Global Edge-Matched Admin Data
The Global Admin project is a data processing pipeline designed to take the best available administration boundary information from multiple sources (OCHA, government, OSM, GADM, etc), aggregating them into a single edge-matched dataset with a common schema using an automated methodology. The most detailed admin level available is used, ranging from 0-4 depending on the source. This dataset uses ISO-3 codes as the primary unit of edge-matching, with 249 currently used (not including disputed areas). Of these, 227 ISO-3 codes have subdivisions available: 114 sourced from OCHA, 106 from GADM, and 7 from public government data repositories. All these sources are matched to an admin 0 dataset produced by the UN Geospatial Information Section, and coastlines produced by OpenStreetMap. Data can be downloaded from the following links (updated weekly), last updated Monday, 15 February, 2021:
|Layer (ADM 0-4)||GeoPackage (GPKG)||File Geodatabase (GDB)|
|Boundary Polygons||wld_polygons.gpkg.zip (4.60 GB)||wld_polygons.gdb.zip (2.02 GB)|
|Cartographic Lines||wld_lines.gpkg.zip (751 MB)||wld_lines.gdb.zip (343 MB)|
|Label Points||wld_points.gpkg.zip (19.9 MB)||wld_points.gdb.zip (11.5 MB)|
The following links point to data catalogues used for this project, all data manually downloaded, and some transformations performed. These are some of the modifications performed on each source as a pre-processing step:
- OCHA: Boundary modifications are mostly limited to areas involving disputed boundaries, such as both Sudan and South Sudan claiming the Abyei Administrative Region. In this case, the area is removed from both countries when performing edge-matching, and represented as a disputed area in the admin 0 layer. In rare cases, topology cleaning is also required. For attributes that have not been formatted to the ITOS geodatabase standard, as defined by documents on GitHub, tables are manually changed to match this so they can be automatically read.
- GADM: Lakes and water bodies are classified as administrative regions with no names in this dataset, and are therefore removed before performing edge-matching.
A common problem of merging spatial data from different sources is the existence of gaps and overlaps between sources. There are many ways to address this problem, with the approach taken here being to generate borderless digital boundary files for each input. In this context, a digital boundary file is one that does not follow shorelines and international boundaries, but rather stretches out with simplified edges, intended for users to clip with their own shorelines and international boundaries. For example, Statistics Canada uses a digital boundary file when creating census blocks, later clipped with lakes and shorelines to derive a layer suitable for reference maps.
Just as with boundaries, merging attribute columns between sources with different schemas need to be conditioned so that columns align with each other. The following schema is used.
Repeating in layer
The following columns repeat for each higher level in an admin layer. An admin 2 layer will include attributes for adm2, adm1, and adm0. Replace the "X" with the indicated level.
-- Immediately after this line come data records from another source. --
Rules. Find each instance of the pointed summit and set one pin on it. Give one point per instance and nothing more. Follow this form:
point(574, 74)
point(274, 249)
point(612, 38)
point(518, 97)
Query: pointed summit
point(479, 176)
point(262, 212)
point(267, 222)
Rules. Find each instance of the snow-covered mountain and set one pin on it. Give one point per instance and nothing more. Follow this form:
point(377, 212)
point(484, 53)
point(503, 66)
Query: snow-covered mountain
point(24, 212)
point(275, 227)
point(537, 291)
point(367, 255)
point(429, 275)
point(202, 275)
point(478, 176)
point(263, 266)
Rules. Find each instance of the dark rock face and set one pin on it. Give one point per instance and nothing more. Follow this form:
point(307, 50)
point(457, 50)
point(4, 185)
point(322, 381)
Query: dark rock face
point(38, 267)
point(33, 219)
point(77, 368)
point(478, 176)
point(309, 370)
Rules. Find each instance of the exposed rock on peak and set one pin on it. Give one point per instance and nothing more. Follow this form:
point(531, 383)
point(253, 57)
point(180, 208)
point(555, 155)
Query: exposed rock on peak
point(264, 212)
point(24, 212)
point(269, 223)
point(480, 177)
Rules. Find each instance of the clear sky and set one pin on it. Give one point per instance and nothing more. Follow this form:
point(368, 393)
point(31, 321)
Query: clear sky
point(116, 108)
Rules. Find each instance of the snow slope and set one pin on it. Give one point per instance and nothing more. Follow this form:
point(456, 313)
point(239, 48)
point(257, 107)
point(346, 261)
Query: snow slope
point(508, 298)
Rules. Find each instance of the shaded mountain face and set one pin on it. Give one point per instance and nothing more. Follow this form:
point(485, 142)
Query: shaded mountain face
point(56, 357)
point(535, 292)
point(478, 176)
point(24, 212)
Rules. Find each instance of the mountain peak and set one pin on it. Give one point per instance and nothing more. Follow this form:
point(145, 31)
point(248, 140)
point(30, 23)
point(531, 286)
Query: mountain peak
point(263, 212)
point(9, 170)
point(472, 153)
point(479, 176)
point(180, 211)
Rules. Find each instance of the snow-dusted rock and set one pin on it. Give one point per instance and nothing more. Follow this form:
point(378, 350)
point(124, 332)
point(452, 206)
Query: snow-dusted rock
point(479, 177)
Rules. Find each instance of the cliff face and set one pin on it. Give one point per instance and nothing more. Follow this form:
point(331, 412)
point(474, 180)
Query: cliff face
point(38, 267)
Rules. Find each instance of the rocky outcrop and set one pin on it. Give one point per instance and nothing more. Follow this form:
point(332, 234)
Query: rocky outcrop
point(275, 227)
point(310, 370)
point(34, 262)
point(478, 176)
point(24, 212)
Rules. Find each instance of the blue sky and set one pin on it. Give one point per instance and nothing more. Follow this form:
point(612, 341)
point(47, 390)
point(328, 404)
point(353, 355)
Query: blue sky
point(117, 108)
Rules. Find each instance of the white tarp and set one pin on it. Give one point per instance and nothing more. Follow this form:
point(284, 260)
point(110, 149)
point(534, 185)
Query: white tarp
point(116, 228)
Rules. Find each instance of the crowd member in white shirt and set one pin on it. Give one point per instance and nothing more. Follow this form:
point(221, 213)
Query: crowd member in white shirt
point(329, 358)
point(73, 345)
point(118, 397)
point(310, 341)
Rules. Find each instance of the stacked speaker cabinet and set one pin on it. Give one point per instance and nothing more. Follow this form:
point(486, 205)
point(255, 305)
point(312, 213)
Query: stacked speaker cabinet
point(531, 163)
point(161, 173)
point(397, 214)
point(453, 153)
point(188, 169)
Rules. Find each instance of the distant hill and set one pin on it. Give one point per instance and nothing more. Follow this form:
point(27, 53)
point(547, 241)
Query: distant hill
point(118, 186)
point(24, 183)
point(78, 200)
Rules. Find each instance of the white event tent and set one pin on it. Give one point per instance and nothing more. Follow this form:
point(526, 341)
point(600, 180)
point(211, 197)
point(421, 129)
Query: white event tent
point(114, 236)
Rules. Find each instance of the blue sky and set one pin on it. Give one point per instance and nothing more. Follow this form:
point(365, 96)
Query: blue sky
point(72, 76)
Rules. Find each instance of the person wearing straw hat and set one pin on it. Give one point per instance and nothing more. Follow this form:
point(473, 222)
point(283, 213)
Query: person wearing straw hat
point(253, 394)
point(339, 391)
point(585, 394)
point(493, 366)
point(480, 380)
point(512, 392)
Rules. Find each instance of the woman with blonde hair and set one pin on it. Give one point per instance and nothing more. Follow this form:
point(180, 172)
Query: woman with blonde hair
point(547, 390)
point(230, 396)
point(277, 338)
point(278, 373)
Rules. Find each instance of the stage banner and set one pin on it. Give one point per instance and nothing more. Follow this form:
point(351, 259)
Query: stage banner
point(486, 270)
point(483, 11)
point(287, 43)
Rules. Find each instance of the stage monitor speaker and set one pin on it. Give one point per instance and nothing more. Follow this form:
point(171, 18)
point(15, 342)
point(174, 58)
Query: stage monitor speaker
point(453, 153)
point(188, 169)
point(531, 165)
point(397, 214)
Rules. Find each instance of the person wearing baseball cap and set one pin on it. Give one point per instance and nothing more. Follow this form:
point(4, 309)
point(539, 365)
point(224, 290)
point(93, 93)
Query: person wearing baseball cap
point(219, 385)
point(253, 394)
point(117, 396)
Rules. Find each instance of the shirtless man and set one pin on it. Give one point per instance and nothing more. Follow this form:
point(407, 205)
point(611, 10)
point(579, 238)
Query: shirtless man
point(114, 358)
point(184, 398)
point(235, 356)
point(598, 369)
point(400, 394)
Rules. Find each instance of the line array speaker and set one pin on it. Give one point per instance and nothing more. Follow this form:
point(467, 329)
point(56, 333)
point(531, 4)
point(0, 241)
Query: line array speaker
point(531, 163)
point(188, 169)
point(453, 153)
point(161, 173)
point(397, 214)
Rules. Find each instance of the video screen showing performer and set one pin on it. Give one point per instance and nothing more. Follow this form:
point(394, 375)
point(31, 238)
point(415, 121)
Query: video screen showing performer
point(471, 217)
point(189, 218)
|admX_id||Automatically generated ID used for internal pipeline management.|
|admX_ocha||P-Code taken from OCHA sources. If not an OCHA source, a P-Code like ID is generated using the ISO-2 code.|
|admX_name1||Primary administrative region name. Uses the language defined by the "lang_name1" column.|
|admX_name2||Secondary administrative region name. Uses the language defined by the "lang_name2" column.|
|admX_name3||Tertiary administrative region name. Uses the language defined by the "lang_name3" column.|
|admX_namea||All other names listed for a region are combined together using the pipe ( | ) symbol.|
Once per layer
These columns only appear a single time per layer, providing layer metadata.
|lang_name1||Primary language used for "admX_name1".|
|lang_name2||Secondary language used for "admX_name2".|
|lang_name3||Tertiary language used for "admX_name3".|
|src_name||One of: OCHA, GOVT, GADM.|
|src_url||Link where the original data source can be downloaded.|
|src_date||Date original dataset was produced.|
|src_valid||Last date original dataset was reviewed.|
|adm_max||Most detailed administrative level available for a particular ISO-3 region.|
Only in admin 0
These columns only appear in the admin 0 layer.
|adm0_fid||Feature ID code used to differentiate states and self-governing territories sharing the same ISO-3 code.|
|adm0_name||Romanized name associated to the region defined by adm0_fid.|
|adm0_label||Map label to be used for a region defined by adm0_fid.|
|adm0_cont||Code of the continent a given ISO-3 belongs to.|
|adm0_color||When creating thematic maps, features sharing the same value for this column should be coloured together.|
|adm0_stsc||Indicates the sovereignty status code of the region given as an integer.|
|adm0_stsn||Indicates the sovereignty status of the region (State, Territory, Special Region, etc).|